The development of artificial intelligence technology for financial advisers so far has been dominated by the largest firms, but new startup ForwardLane is hoping to level the playing field for small and midsize advisers.

ForwardLane has an expanding menu of AI tools that firms can customize for various uses, such as automating research before client meetings, recommending and prioritizing adviser actions, and powering client engagement tools like question-and-answer chatbots.

Founded in 2016 and developed in the New York FinTech Innovation Lab, ForwardLane has raised $6.3 million over the last eight months and has partnered with Morningstar, Salesforce, Pershing, IBM Cloud and Thomson Reuters Wealth Management.

The company’s goal, according to CEO Nathan Stevenson, is to provide configurable software that helps firms more effectively leverage data and make advisers’ day-to-day work faster and easier.
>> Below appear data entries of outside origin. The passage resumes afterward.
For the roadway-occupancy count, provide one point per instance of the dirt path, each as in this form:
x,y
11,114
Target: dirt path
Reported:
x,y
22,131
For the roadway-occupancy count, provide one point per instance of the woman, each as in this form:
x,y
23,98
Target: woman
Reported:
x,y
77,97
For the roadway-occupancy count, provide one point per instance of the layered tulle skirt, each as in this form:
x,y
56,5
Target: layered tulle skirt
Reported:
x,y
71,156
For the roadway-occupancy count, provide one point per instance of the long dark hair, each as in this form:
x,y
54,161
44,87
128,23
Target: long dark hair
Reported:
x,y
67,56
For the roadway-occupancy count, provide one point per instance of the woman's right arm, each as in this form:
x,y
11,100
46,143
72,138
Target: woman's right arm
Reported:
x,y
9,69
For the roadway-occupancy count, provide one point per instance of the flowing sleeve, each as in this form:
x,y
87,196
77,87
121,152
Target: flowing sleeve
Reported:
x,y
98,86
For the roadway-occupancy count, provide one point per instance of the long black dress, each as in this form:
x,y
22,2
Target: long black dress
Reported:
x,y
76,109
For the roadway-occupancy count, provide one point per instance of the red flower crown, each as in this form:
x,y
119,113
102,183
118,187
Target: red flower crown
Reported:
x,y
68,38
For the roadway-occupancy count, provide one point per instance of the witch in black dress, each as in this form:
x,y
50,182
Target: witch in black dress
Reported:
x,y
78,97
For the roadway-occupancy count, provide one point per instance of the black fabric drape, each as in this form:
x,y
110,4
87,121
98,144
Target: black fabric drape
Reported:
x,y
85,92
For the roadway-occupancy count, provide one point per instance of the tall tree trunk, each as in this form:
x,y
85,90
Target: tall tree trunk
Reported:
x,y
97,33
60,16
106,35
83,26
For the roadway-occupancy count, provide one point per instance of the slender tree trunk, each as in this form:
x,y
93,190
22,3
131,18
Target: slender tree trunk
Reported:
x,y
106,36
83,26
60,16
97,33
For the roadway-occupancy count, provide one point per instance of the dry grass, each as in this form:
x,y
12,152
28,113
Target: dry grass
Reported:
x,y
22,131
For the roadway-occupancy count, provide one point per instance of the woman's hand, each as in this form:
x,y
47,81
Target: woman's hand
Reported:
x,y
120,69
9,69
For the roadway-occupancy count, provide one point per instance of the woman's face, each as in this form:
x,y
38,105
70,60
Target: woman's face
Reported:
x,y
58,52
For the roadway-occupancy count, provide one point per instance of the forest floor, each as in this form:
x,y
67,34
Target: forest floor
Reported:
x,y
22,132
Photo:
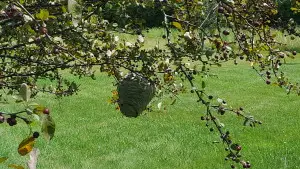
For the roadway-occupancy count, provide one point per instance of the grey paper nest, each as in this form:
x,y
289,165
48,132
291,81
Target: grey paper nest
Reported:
x,y
135,93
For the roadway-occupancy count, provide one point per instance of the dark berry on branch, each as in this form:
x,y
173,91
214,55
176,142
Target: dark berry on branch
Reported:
x,y
35,134
226,32
46,111
221,9
2,119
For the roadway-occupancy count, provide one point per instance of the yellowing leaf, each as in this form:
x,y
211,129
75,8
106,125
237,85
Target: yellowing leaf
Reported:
x,y
39,109
177,25
2,159
15,166
43,15
32,162
25,92
48,127
26,146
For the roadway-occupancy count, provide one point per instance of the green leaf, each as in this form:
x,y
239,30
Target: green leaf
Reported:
x,y
15,166
48,127
25,92
39,109
2,159
177,25
43,15
26,146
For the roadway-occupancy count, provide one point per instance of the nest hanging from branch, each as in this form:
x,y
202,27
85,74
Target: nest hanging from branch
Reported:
x,y
135,93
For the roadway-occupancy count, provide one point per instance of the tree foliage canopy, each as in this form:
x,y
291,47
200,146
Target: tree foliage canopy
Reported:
x,y
39,39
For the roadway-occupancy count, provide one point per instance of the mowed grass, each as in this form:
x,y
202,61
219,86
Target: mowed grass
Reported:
x,y
91,134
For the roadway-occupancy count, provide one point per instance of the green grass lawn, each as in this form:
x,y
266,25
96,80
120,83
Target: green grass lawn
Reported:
x,y
91,134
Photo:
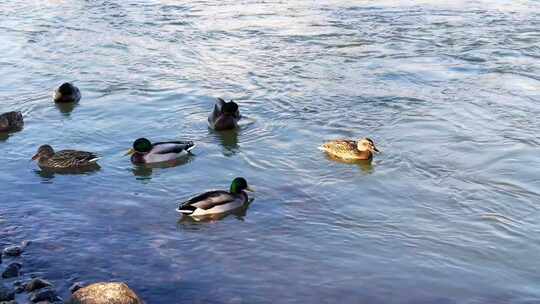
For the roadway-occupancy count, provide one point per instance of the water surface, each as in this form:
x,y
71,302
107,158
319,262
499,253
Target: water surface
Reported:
x,y
448,213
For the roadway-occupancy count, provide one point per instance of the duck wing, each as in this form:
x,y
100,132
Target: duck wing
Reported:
x,y
72,158
206,201
172,147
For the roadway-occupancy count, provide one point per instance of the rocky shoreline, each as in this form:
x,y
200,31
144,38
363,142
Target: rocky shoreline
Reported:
x,y
15,288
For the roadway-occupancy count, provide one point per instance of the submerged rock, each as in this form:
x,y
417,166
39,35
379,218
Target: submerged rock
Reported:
x,y
6,294
36,284
76,286
105,293
12,251
12,270
44,294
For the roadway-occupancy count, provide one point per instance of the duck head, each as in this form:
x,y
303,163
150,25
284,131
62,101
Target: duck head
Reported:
x,y
66,93
366,144
44,152
238,185
228,116
140,146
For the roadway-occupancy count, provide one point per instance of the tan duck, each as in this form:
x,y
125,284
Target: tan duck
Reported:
x,y
65,159
11,121
350,149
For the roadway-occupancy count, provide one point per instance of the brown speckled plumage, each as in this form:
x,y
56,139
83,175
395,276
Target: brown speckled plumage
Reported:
x,y
350,149
65,159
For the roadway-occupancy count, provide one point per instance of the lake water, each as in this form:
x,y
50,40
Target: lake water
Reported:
x,y
448,213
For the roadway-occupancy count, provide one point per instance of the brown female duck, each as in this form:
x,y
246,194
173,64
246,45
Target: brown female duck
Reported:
x,y
65,159
350,150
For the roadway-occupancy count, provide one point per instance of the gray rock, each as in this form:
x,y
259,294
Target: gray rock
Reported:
x,y
36,284
6,294
105,293
76,286
44,294
12,251
12,270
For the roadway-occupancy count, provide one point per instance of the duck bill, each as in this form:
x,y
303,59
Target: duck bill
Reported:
x,y
130,152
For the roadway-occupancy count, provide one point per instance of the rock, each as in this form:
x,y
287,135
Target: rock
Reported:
x,y
12,251
105,293
44,294
6,294
76,286
12,270
36,284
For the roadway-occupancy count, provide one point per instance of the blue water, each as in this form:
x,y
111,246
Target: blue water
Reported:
x,y
448,213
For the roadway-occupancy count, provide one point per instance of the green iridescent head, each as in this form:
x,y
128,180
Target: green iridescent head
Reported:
x,y
238,185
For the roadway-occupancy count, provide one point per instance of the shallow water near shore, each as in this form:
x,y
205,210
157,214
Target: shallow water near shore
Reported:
x,y
448,213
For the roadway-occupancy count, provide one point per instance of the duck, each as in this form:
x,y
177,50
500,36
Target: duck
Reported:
x,y
217,201
225,115
146,152
11,121
67,93
362,149
47,158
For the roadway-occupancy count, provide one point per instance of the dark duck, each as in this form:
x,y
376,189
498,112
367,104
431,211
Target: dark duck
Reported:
x,y
225,115
67,93
11,121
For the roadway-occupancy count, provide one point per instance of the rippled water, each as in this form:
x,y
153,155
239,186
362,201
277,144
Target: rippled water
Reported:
x,y
448,213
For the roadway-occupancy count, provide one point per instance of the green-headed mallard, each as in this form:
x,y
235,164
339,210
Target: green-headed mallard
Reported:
x,y
350,149
65,159
144,152
11,121
67,93
225,115
218,201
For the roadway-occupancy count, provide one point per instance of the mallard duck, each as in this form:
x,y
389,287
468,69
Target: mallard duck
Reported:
x,y
225,115
218,201
144,152
65,159
350,149
11,121
67,93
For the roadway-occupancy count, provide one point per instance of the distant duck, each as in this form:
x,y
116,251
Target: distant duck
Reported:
x,y
11,121
144,152
350,150
225,115
218,201
65,159
67,93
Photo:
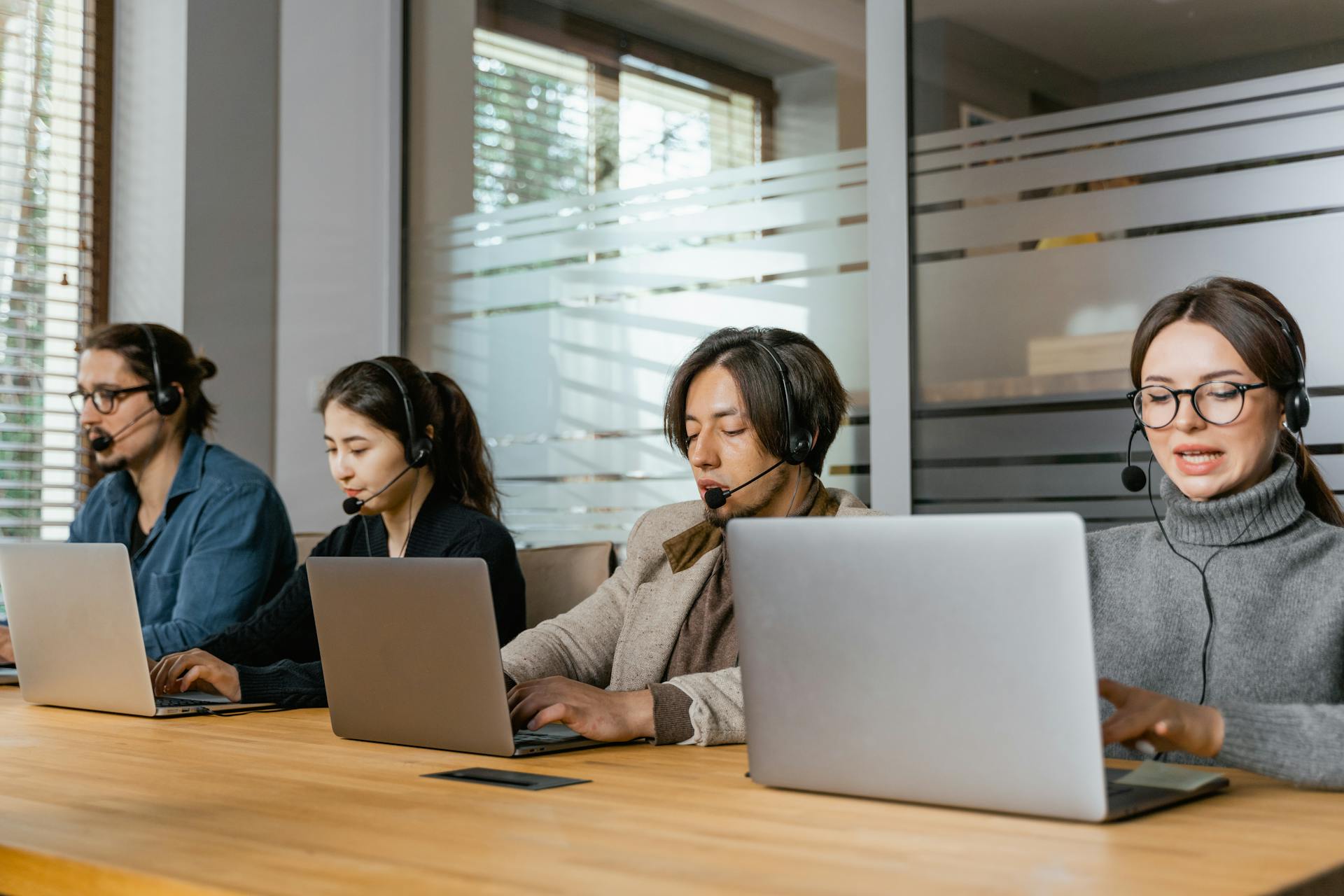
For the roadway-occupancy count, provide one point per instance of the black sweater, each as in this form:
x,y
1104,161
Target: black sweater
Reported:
x,y
276,649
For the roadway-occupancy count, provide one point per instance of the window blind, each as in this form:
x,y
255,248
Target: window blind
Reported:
x,y
46,258
533,136
552,124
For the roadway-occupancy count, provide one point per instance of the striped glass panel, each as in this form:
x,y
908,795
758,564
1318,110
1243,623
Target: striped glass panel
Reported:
x,y
565,320
1041,242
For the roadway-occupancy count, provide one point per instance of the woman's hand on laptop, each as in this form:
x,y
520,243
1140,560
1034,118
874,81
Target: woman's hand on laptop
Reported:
x,y
1163,722
593,713
195,669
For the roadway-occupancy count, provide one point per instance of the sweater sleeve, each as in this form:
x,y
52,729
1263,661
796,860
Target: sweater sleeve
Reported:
x,y
1296,742
718,715
580,644
286,682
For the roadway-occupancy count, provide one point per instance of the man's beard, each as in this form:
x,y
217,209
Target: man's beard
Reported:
x,y
765,491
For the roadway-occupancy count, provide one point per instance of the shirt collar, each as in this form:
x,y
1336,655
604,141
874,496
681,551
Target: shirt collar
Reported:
x,y
686,550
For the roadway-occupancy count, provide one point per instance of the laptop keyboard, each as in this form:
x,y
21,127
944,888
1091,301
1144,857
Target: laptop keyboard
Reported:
x,y
181,701
543,736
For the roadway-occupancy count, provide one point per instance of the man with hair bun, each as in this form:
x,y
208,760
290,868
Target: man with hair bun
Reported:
x,y
207,532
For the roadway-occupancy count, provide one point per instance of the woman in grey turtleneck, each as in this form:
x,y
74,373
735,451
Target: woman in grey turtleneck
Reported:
x,y
1225,647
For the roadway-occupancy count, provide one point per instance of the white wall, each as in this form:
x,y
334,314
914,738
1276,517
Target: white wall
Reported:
x,y
889,258
438,153
150,162
339,222
194,182
806,120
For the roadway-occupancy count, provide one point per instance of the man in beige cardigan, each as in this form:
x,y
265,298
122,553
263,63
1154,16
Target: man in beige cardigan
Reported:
x,y
654,653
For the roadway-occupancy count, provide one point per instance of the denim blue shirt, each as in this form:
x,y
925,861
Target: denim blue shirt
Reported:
x,y
220,548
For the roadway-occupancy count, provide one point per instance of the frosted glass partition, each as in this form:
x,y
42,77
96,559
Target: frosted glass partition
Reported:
x,y
1041,242
564,320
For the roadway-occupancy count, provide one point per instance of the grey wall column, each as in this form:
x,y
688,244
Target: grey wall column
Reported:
x,y
339,223
889,258
194,194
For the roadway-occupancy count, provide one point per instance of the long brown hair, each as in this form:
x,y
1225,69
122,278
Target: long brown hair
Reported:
x,y
1245,314
178,363
460,460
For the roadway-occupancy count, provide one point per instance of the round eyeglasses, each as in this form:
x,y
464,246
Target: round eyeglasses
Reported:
x,y
1218,402
104,400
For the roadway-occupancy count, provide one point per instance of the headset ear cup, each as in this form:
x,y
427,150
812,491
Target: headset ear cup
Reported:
x,y
420,451
1297,409
167,400
800,447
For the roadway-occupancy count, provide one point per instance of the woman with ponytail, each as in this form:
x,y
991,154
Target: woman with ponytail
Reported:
x,y
1221,628
445,508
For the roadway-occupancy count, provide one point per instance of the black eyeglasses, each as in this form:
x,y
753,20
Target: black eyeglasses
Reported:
x,y
1217,402
104,400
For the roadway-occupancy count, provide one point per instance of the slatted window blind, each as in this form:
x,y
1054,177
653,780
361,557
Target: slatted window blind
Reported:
x,y
46,296
553,124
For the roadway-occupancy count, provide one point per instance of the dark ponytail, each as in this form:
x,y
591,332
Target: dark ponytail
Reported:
x,y
1245,314
460,460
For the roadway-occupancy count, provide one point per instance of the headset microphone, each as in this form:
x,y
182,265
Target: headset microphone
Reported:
x,y
1133,476
351,505
104,442
717,498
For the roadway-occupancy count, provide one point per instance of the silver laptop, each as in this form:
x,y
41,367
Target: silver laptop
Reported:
x,y
76,631
927,659
412,657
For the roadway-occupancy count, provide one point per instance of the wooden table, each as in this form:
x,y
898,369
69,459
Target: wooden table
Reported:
x,y
274,802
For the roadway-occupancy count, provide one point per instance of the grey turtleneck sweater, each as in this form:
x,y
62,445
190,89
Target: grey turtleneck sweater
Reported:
x,y
1276,666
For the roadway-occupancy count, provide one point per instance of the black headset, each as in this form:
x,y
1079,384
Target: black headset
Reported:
x,y
166,398
1297,400
797,438
1297,410
419,447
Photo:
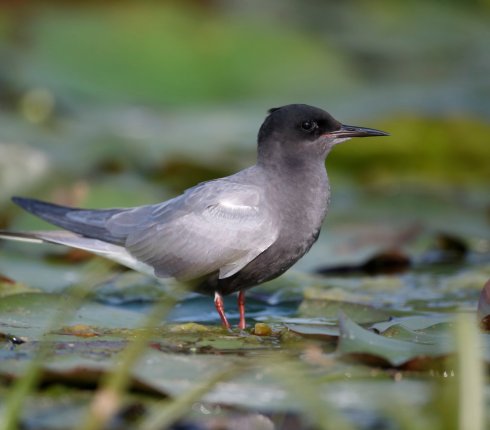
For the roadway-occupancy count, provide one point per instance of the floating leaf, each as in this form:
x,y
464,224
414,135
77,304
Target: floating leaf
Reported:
x,y
484,307
355,340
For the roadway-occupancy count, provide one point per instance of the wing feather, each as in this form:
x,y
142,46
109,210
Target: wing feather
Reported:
x,y
216,226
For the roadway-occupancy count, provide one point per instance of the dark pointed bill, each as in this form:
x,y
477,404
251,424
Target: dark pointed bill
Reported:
x,y
353,131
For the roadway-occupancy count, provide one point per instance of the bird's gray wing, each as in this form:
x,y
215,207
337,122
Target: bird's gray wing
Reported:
x,y
216,226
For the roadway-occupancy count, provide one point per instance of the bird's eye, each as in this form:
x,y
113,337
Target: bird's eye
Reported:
x,y
309,125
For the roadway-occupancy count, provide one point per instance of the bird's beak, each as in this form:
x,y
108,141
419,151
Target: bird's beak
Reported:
x,y
346,131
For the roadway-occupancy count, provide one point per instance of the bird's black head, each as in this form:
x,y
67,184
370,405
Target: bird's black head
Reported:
x,y
300,131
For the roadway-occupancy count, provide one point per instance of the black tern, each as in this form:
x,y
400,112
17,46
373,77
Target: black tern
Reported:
x,y
228,234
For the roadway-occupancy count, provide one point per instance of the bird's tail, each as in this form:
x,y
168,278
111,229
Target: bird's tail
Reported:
x,y
104,249
90,223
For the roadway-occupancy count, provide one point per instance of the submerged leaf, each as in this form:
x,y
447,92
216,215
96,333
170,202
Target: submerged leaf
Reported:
x,y
357,341
484,307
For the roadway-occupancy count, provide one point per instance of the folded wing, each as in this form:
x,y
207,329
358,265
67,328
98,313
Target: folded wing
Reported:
x,y
216,226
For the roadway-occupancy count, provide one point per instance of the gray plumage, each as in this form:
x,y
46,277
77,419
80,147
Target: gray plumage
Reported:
x,y
231,233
“How can an adviser deliver the same level of personalized service as to their top client all the way through their book of business?” he said. “We spent a lot of time in the marketing trying to discern what firms are interested in. Forget about the word ‘AI.’ What can we do for you as an adviser that would be helpful?”

It sounds a lot like Morgan Stanley’s Next Best Action engine, which a recent report on AI and wealth management by Aite Group noted is the first AI product on the market from a major financial institution.

Next Best Action is possible thanks to the massive investment Morgan Stanley made in building a modern database capable of capturing and preparing its massive set of both structured client data and unstructured data, such as emails and adviser notes. According to Aite, “effective AI depends upon clean, accurate and complete data,” and most firms still rely on disparate, often outdated systems and multiple third-party technologies.

“The mundane is so often the hinge to good business actions,” Aite senior analyst Denise Valentine wrote. “This data complexity burden is systemic to the complex industry. Without data accessibility and proper preparation for use, AI tools will not be of value to the firm.”

Morgan Stanley declined to comment on this article, but chief analytics and data officer Jeff McMillan previously has called the database one of the firm’s most important projects of the past few years.

But few firms have the resources Morgan Stanley does to invest in building out a proprietary AI engine or the database it requires, and Mr. Stevenson believes ForwardLane can be the solution. Just as companies like SigFig built digital-advice platforms for financial institutions who decided not to build in-house, ForwardLane wants to build AI.

“If you have a billion a year to spend on this, you’re Morgan Stanley,” Mr. Stevenson said. “What we designed is essentially a generic framework that treats all data, no matter where it comes from, in the same way.”

It remains to be seen whether advisory firms, many still trying to figure out digital advice, are ready to make the leap into artificial intelligence. Will Trout, head of wealth management at Celent, said he has questions about ForwardLane’s commercial prospects.

From a functional standpoint, however, he’s impressed.

“To me the power of the idea is straightforward, in that artificial intelligence can address challenges related to discovery and cognitive limits,” Mr. Trout said. “How can the adviser address issues that are not even on his radar? Automating discovery through data mining and pattern recognition can help flag or highlight areas that the human adviser would not otherwise uncover.”